A notebook is a self-contained .ipynb file accomplishing something significant. To qualify to be a notebook, the example must:

  • obviously benefit from being a Jupyter notebook

Some examples of this include:

  • connecting and interactively querying common data sources (SQL, ADLS, etc)
  • Exploratory Data Analysis (EDA) and Exploratory Data Science (EDS)
  • iterative experimentation with cloud tracking

Anything else should likely be a workflow.

Checklist:

  • add notebook with description to notebooks/
  • run python readme.py
  • test
  • submit PR, which will run the relevant workflow(s)

Workflows

A workflow is a self-contained project directory specifying the job(s) to be run. They are organized by scenario:

  • train
  • dataprep
  • deploy
  • score

Then ML tool, e.g. fastai or pytorch or lightgbm, then project e.g. mnist or cifar.

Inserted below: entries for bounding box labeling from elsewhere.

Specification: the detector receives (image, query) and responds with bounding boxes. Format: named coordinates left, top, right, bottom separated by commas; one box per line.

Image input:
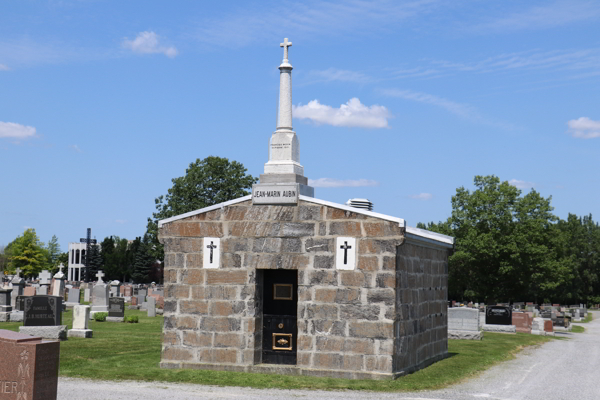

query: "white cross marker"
left=279, top=38, right=292, bottom=62
left=39, top=270, right=52, bottom=285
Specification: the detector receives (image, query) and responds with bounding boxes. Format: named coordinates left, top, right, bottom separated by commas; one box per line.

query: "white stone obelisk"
left=260, top=38, right=314, bottom=196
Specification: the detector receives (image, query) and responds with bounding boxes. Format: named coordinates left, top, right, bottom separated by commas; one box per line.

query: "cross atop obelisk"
left=279, top=38, right=292, bottom=63
left=254, top=38, right=314, bottom=197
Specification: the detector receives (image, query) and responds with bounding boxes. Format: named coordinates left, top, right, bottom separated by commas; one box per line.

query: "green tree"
left=7, top=229, right=50, bottom=278
left=132, top=234, right=156, bottom=283
left=46, top=235, right=61, bottom=267
left=146, top=156, right=258, bottom=261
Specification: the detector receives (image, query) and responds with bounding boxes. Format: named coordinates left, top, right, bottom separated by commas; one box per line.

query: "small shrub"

A workflow consists of the workflow definition, currently written as a Python script, and user code, which is often Python.

Checklist:

  • use an existing directory or add a new scenario and/or ML tool directory
  • add job definition file(s) under this directory with job in the name
  • add user code, preserving any licensing information, under a src dir specific to the workflow
  • run python readme.py
  • test
  • submit PR, which will run the relevant workflow(s)

Additional information

If this contributing guide has not answered your question(s), please open an issue.